Is the account pre-tax, Roth, or both?
Why it matters: This fork changes the dollar amount that has to be tested.
In real life: The plan needs the number, not just the label.
What to look at: What to look at: the plan input and the source rule.
Is there an employer match or none?
Why it matters: This fork changes timing, and timing changes the retirement road.
In real life: A rule can matter in one year and fade in another.
What to look at: What to look at: start date, stop date, and age rules.
What fees and investment menu apply?
Why it matters: This fork changes taxes, access, or household flexibility.

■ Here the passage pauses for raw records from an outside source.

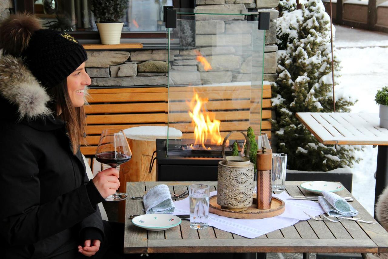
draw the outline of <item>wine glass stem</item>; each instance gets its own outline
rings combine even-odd
[[[112,166],[112,167],[113,167],[115,169],[116,169],[116,168],[117,167],[117,166],[118,165],[118,164],[116,164],[115,166]],[[117,191],[116,191],[116,192],[113,194],[112,196],[113,196],[115,199],[116,199],[120,197],[120,195],[119,195],[119,194],[117,193]]]

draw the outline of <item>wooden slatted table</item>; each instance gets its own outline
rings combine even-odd
[[[290,195],[314,195],[300,188],[302,182],[286,182],[286,191]],[[130,182],[127,183],[127,193],[129,197],[141,196],[153,186],[164,184],[171,192],[180,194],[187,189],[187,186],[196,183],[210,186],[211,191],[217,187],[217,182]],[[351,196],[346,189],[338,194]],[[373,220],[358,201],[352,205],[359,211],[360,217]],[[251,239],[212,227],[193,229],[187,220],[182,220],[178,227],[164,231],[147,231],[133,225],[128,219],[130,215],[144,214],[142,200],[128,198],[126,208],[124,250],[126,253],[388,252],[388,233],[378,224],[311,219]]]
[[[379,114],[297,112],[296,116],[322,144],[378,145],[376,203],[388,185],[388,130],[379,127]]]

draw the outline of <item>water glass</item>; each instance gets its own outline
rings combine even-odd
[[[286,189],[286,169],[287,155],[282,153],[272,154],[272,190],[281,192]]]
[[[189,186],[192,228],[199,229],[208,227],[210,188],[206,184],[192,184]]]

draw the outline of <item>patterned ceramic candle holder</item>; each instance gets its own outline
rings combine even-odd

In real life: The same headline can produce different cash-flow results.
What to look at: What to look at: account type, home status, or state rule.
Will the account stay, roll over, or fund retirement spending?
Why it matters: This fork turns the topic from a fact into a real household choice.
In real life: This is where the retirement map has to stay readable.
What to look at: What to look at: monthly spending, family expectations, and the backup plan.
Common questions
Quick answers
Short, plain answers for the questions people usually have next. The source trail stays available below.
What is the simple answer on 403(b) plans?+
A 403(b) is a workplace retirement plan for eligible public schools, tax-exempt organizations, churches, and certain ministers.
Why does 403(b) plans matter in retirement?+
It can change spendable income, taxes, savings durability, family choices, or the timing of a retirement dream.
Is 403(b) plans the same for every household?+
No. The rule or cost has to be read next to income, spending, age, state, health, account type, and family facts.
Where does 403(b) plans go in the plan?+
It belongs where the cash flow changes: income, spending, taxes, home, health care, dreams, or legacy.
Can this page decide the action for me?+
No. It explains the source rule and shows where the number belongs in the retirement map.
What is the next useful check?+
Put the number into the full retirement journey so the plan can redraw with the rest of the household facts.
How this page is curated
This page uses IRS 403(b), contribution, 2026 limit, distribution, RMD, and Roth workplace account sources.
Read the planner methodologyTrust anchor
Sources used on this page
Every source named above is listed here in one place.
IRS. IRC 403(b) Tax-Sheltered Annuity Plans
https://www.irs.gov/retirement-plans/irc-403b-tax-sheltered-annuity-plansIRS. 401(k) limit increases to $24,500 for 2026, IRA limit increases to $7,500
https://www.irs.gov/newsroom/401k-limit-increases-to-24500-for-2026-ira-limit-increases-to-7500IRS. Retirement Topics: Contributions
https://www.irs.gov/retirement-plans/plan-participant-employee/retirement-topics-contributionsIRS. Publication 590-B: Distributions from Individual Retirement Arrangements
https://www.irs.gov/publications/p590bIRS. Required Minimum Distributions FAQs
https://www.irs.gov/retirement-plans/retirement-plan-and-ira-required-minimum-distributions-faqsIRS. Designated Roth Accounts
https://www.irs.gov/retirement-plans/designated-roth-accounts
Before you act on this
This plan is educational. It is not personalized financial, tax, or insurance advice. Projections illustrate the math, they do not predict the future. Talk to your own licensed financial professional before acting on any of it.